Suriye'deki gelişmelere ilişkin Karamahmutoğlu, şunları söyledi:
"Suriye'de son 3 gündür alınacak olan kararları bekliyoruz. Dün alınması gerekiyordu, bugüne kaldı. ABD'deki yapılacak olan görüşmelere kilitlemiş vaziyette Suriye'deki Şara, Şam yönetimiyle SDG arasındaki varılacak olan mutabakata ilişkin. Oysa bize söylenen Öcalan'ın çağrısı sonrası, aynı PKK gibi Suriye PKK'sı olan SDG'nin de silah bırakıp kendini dağıtacağı, feshedeceği açıklanmıştı. Suriye'deki 14 yıllık iç savaşın ardından ortaya çıkan enkaz şimdi Türkiye'nin başına bela olmuştur. Güya silah bırakmış olan PKK terör örgütüyle Suriye'de askeri olarak Türk Silahlı Kuvvetleri karşı karşıya geliyor. PKK-SDG sınır komşumuz bir terör devletçiği olarak Suriye'de anayasal statü kazanmanın eşiğinde, SDG'nin Şam'daki Şara hükümetiyle mutabık kalıp imzaladığı 10 Mart mutabakatı bile geçerli olsa, PKK 3 tümenle, 3 askeri birlik halinde resmileşiyor. Sınırımızda resmileşiyor.

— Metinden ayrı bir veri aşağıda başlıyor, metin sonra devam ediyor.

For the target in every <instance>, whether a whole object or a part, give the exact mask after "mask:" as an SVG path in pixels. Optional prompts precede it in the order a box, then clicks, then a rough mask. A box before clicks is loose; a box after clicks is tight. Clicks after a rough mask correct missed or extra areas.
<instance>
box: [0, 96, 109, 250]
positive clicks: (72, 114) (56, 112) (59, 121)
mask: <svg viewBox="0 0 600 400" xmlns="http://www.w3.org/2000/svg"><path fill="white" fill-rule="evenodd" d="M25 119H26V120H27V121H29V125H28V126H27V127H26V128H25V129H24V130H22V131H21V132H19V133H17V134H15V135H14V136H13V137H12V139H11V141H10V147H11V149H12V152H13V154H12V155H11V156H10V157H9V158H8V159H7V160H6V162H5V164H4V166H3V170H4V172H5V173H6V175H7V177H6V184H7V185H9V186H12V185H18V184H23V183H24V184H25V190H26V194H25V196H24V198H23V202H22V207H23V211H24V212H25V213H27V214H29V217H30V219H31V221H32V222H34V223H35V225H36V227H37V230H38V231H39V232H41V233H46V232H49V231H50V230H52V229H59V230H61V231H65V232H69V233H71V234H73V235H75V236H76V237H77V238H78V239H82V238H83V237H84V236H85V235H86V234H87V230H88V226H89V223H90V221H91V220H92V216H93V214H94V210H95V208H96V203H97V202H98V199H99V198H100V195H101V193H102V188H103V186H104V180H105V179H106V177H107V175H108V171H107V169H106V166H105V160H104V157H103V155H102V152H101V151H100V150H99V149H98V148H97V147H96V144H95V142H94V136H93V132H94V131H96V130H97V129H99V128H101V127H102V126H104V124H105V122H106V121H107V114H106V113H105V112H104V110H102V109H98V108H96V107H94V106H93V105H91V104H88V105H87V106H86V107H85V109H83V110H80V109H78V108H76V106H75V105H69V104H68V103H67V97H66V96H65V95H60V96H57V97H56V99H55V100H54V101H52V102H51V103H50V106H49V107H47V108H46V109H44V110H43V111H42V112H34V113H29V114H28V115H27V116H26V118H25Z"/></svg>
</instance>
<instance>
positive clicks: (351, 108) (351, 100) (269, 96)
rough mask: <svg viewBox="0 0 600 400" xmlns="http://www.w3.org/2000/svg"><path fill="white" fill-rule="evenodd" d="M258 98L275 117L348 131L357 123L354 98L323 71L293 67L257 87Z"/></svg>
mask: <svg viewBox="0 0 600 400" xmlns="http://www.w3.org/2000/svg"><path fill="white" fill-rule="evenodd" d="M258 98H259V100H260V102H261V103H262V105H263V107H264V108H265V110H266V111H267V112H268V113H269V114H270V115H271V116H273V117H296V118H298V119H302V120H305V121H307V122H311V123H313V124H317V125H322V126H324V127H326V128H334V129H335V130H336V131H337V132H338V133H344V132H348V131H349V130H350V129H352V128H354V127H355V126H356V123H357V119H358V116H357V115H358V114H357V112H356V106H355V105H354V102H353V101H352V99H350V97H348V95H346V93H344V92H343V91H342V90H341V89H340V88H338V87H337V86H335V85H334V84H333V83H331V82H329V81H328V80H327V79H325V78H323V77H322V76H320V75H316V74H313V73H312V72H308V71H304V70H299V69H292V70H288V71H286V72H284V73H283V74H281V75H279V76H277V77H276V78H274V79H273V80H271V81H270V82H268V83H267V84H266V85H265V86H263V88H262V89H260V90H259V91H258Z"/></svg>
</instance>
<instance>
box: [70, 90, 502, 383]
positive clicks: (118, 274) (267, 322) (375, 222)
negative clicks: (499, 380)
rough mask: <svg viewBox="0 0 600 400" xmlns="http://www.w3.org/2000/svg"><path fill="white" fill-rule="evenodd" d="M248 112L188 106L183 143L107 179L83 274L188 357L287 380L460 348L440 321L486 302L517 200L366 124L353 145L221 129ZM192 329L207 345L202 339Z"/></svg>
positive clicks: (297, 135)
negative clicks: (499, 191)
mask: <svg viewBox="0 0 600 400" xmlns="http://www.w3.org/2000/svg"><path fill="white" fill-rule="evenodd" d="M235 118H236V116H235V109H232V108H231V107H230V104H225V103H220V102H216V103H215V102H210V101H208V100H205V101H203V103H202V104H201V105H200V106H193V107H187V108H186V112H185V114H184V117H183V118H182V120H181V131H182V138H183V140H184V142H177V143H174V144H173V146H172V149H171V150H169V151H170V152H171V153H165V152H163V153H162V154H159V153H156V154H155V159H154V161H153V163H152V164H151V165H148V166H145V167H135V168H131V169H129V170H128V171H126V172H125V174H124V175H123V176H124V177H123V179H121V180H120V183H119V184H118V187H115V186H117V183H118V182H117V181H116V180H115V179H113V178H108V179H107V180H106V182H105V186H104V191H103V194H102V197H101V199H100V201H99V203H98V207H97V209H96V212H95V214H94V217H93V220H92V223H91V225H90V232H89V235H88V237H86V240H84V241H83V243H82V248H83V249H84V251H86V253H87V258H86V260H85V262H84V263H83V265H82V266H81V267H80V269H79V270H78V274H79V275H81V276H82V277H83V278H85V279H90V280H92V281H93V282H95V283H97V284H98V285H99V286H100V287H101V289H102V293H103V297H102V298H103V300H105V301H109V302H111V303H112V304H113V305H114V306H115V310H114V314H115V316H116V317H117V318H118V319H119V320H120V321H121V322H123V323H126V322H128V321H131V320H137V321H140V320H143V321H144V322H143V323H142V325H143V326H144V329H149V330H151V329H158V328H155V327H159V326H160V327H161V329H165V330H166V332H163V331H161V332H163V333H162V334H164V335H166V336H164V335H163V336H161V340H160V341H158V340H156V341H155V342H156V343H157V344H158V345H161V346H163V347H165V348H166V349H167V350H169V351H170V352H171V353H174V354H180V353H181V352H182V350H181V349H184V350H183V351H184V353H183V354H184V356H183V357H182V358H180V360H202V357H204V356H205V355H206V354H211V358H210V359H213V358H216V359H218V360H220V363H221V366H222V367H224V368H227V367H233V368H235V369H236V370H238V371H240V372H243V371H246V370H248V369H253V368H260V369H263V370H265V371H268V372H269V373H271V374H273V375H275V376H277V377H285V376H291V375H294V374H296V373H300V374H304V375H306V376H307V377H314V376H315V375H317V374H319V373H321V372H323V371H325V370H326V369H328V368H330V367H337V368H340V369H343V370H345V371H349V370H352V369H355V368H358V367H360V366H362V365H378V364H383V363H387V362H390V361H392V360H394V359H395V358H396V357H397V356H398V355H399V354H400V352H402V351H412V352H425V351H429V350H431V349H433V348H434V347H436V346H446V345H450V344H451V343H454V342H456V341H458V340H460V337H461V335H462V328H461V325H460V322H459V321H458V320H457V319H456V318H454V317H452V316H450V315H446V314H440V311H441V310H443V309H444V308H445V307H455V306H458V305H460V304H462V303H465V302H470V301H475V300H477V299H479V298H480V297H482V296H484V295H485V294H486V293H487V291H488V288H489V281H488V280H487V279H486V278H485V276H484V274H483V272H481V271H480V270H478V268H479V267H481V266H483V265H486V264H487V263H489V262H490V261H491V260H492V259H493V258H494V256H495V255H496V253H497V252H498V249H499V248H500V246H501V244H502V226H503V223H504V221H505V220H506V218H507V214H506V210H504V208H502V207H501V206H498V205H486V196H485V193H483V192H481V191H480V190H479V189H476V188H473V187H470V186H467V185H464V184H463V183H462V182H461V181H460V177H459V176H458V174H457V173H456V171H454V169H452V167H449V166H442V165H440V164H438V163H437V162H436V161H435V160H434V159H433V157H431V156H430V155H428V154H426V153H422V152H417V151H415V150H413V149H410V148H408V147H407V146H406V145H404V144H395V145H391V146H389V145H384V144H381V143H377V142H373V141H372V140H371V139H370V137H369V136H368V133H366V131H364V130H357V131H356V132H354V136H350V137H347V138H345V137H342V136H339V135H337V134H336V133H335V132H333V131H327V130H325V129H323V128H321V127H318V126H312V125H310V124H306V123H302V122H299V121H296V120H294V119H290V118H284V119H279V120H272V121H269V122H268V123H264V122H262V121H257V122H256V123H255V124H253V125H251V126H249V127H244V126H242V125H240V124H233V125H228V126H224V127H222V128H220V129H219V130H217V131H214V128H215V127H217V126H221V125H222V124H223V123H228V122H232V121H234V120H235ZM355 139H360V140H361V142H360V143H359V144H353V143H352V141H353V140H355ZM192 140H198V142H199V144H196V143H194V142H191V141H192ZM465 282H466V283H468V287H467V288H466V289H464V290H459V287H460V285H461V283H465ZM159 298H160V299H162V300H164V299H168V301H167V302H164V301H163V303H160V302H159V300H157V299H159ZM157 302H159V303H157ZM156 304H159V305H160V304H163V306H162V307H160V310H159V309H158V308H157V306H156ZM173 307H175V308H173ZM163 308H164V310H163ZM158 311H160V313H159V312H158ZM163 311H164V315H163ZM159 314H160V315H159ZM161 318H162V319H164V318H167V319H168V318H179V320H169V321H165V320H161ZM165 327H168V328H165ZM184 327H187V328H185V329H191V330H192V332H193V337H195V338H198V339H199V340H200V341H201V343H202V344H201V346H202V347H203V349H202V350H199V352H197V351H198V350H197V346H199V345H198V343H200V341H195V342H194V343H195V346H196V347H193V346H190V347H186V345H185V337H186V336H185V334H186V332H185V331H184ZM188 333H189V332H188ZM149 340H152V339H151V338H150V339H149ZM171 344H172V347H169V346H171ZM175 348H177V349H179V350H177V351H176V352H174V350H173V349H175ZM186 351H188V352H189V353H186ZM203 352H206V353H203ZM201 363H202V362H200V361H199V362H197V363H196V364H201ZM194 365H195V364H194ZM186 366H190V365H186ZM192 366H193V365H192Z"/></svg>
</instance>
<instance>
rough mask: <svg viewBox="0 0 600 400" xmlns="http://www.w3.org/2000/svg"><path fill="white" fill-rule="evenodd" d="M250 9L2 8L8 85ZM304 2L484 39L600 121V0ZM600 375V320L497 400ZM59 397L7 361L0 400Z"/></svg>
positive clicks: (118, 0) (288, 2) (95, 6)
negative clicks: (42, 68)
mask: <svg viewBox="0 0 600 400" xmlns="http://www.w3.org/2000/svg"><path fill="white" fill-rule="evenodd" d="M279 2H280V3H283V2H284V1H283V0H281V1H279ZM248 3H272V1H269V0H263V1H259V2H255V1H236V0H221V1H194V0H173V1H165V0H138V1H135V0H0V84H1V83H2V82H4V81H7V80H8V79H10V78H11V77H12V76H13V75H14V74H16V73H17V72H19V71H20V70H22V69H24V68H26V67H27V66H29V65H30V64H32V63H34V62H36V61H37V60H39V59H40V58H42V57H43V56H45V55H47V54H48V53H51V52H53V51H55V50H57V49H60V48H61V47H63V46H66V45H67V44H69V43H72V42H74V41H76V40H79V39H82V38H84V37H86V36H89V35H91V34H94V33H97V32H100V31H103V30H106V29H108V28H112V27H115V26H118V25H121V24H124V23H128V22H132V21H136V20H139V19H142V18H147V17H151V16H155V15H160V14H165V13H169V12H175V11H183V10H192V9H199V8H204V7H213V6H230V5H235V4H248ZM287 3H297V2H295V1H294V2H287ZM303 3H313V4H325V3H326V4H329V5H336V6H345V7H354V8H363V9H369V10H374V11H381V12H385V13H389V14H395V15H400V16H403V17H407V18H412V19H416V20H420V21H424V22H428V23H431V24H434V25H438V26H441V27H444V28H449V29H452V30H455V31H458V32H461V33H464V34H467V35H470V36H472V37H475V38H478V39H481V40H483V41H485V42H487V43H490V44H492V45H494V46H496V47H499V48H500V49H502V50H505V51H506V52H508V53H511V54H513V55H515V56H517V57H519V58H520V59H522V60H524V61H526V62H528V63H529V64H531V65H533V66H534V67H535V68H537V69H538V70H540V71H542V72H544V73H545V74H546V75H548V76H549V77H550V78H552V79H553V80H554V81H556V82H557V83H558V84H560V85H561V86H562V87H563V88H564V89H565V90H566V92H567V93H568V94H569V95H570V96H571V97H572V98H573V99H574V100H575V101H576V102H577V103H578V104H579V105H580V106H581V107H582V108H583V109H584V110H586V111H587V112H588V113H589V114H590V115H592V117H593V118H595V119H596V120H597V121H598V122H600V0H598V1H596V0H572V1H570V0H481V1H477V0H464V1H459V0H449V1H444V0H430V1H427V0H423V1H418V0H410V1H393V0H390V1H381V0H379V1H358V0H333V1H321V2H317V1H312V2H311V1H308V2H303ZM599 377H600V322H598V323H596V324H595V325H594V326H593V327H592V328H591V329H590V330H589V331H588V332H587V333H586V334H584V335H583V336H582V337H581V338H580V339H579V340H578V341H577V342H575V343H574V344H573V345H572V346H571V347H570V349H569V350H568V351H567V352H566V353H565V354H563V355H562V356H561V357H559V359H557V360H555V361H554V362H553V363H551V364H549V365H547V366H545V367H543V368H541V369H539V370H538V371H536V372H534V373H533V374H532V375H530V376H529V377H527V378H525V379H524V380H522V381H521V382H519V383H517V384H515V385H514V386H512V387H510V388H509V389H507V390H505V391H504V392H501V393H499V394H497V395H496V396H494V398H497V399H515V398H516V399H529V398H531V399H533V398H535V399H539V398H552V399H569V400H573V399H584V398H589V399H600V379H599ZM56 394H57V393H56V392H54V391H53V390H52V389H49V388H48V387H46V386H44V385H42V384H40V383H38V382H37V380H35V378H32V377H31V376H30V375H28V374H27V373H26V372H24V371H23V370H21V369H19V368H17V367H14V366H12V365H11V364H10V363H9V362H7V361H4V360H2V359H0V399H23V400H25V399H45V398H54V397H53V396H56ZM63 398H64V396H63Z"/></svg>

"Terörsüz Türkiye iddiası, Şam'ın SDG'ye sunduğu 13 maddelik planla fiilen çöküyor"
10 Mart mutabakatında fesih yok, silahsızlanma yok. Tam aksine sınırımızda bir terörist tümen, bir terörist devletçik var. PKK, YPG, SDG tasfiye edilmiyor 10 Mart mutabakatında. Aksine meşrulaştırılıyor. Terörsüz Türkiye iddiası, Şam'ın SDG'ye sunduğu 13 maddelik planla fiilen çöküyor. Bu bir çözüm değil, PKK'nın elde ettiği statükonun yasallaşması, güçlendirilmesidir. Güney sınırımızdaki Suriye sınırı muhafaza tümeni olarak PKK'nın resmi orduya dönüşmesi tehlikesi var ve bu statü Suriye Arap Cumhuriyeti'nin başındaki Arap Milliyetçisi Ahmet el-Şara'nın koskoca Türkiye Cumhuriyeti'ni tuzağa düşürmesidir. Tarih tekerrür ediyor, huylu huyundan vazgeçmiyor ve biz Türkler ders almadan bir kez daha sırtımızdan hançerleniyoruz.
"2026 yılının bir genel seçim yılı olması dileğiyle"
2 gün sonra içinde bulunduğumuz 2025 yılını siyasal, ekonomik, sosyal ve hukuki felaketlerle, yıkımlarla geçirdiğimiz 2025 yılını geride bırakmış olacağız. Karşılayacağımız yeni yılın, 2026 yılının geride bıraktığımız yıldan daha beter olmaması dileğiyle, bunun da tek yolunun, 2026 yılının bir genel seçim yılı olması dileğiyle, Zafer Partisi olarak tüm vatandaşlarımızın, Türk milletinin yeni yılının kutlu olmasını, uğurlar, güzellikler, iyilikler getirmesini diliyoruz."